Надо, правда, оговориться, что сам Пастернак, вопреки религиозной глубине своих мыслей, нередко употребляет термин «история» в ходячем смысле этого слова, что, быть может, объясняется требованиями художественной формы романа. Терминологический педантизм в искусстве неуместен: он убивает жизнь.

Извлеченная мною из «Доктора Живаго» философия истории во многом напоминает историософские построения Бердяева, различающего в истории как бы два этажа: историю и метаисторию. Земным носителем метаистории у Бердяева, как и у Пастернака, является личность, внутри которой и совершается исторический процесс. Выше личности у Бердяева ничего нет, что богословски объясняется тем, что только личности обещано воскресение. Последних глубин христианства в его догматической сущности Пастернак не касается, но их немое присутствие все же чувствуется во всех построениях «Доктора Живаго». Да и прекрасные, духовно возвышенные и одновременно исполненные как пейзажной, так и бытовой конкретности стихи доктора Живаго неоспоримо свидетельствуют о сверх философской и сверх эстетической связи Пастернака с христианством.
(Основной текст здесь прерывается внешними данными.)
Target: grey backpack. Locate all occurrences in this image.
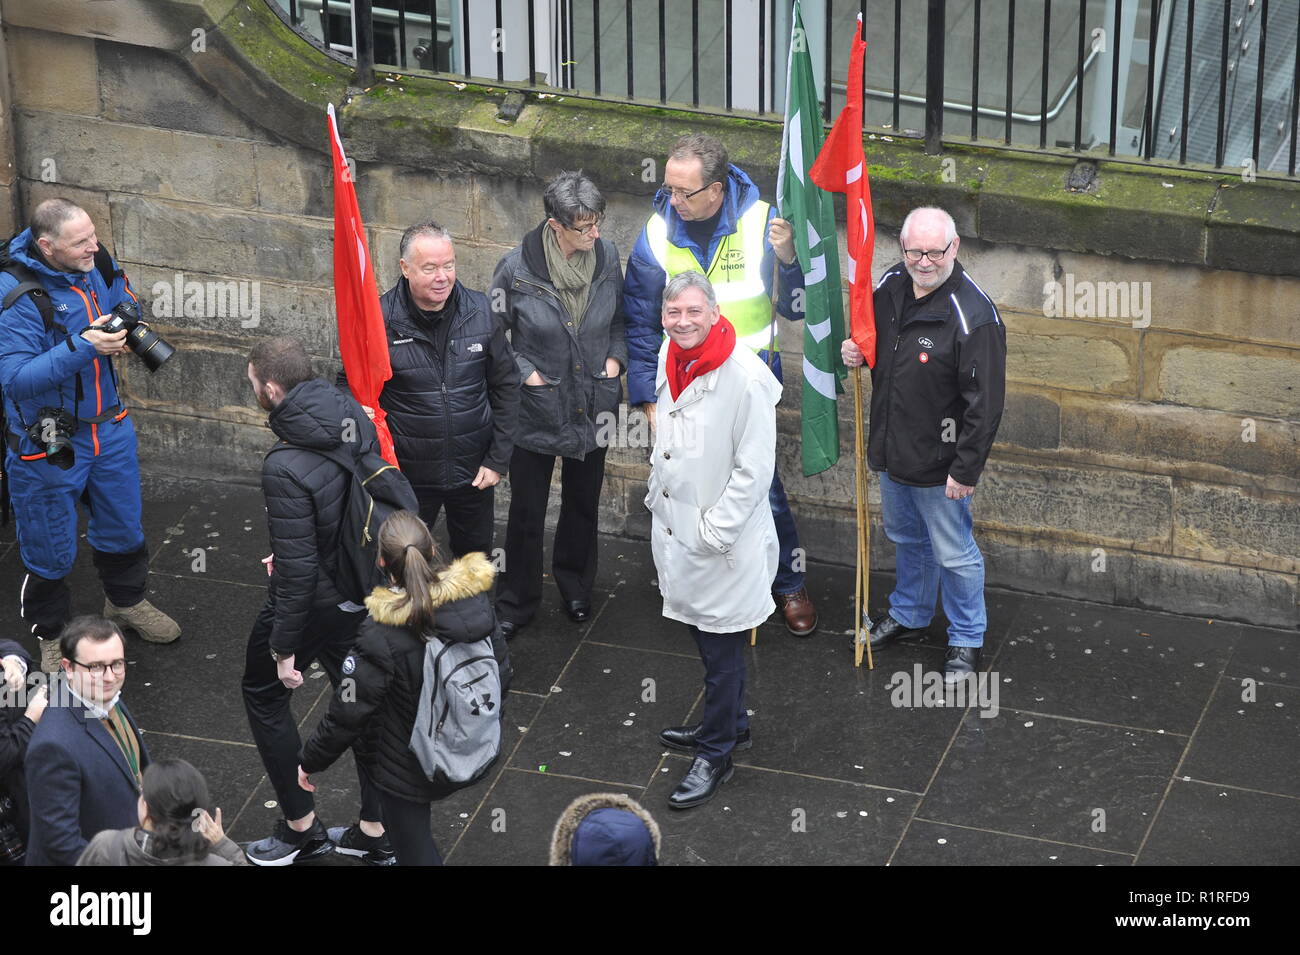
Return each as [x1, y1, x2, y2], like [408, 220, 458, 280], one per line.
[410, 635, 502, 792]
Как Пастернака одни хулят, а другие хвалят за его индивидуализм, так же одни его славят как стойкого русского интеллигента, а другие, главным образом, советские критики, именуют его чуждым массам интеллигентским отщепенцем. Определение Пастернака как типичного интеллигента европейцам простительно, но в русских устах непонятно. Для русского уха аполитичный интеллигент — абсолютно невозможное словосочетание, так как вся русская революция была, конечно, главным образом, порождением русской интеллигенции, которую уже восемьдесят лет тому назад Анненков определил как некий «революционный орден».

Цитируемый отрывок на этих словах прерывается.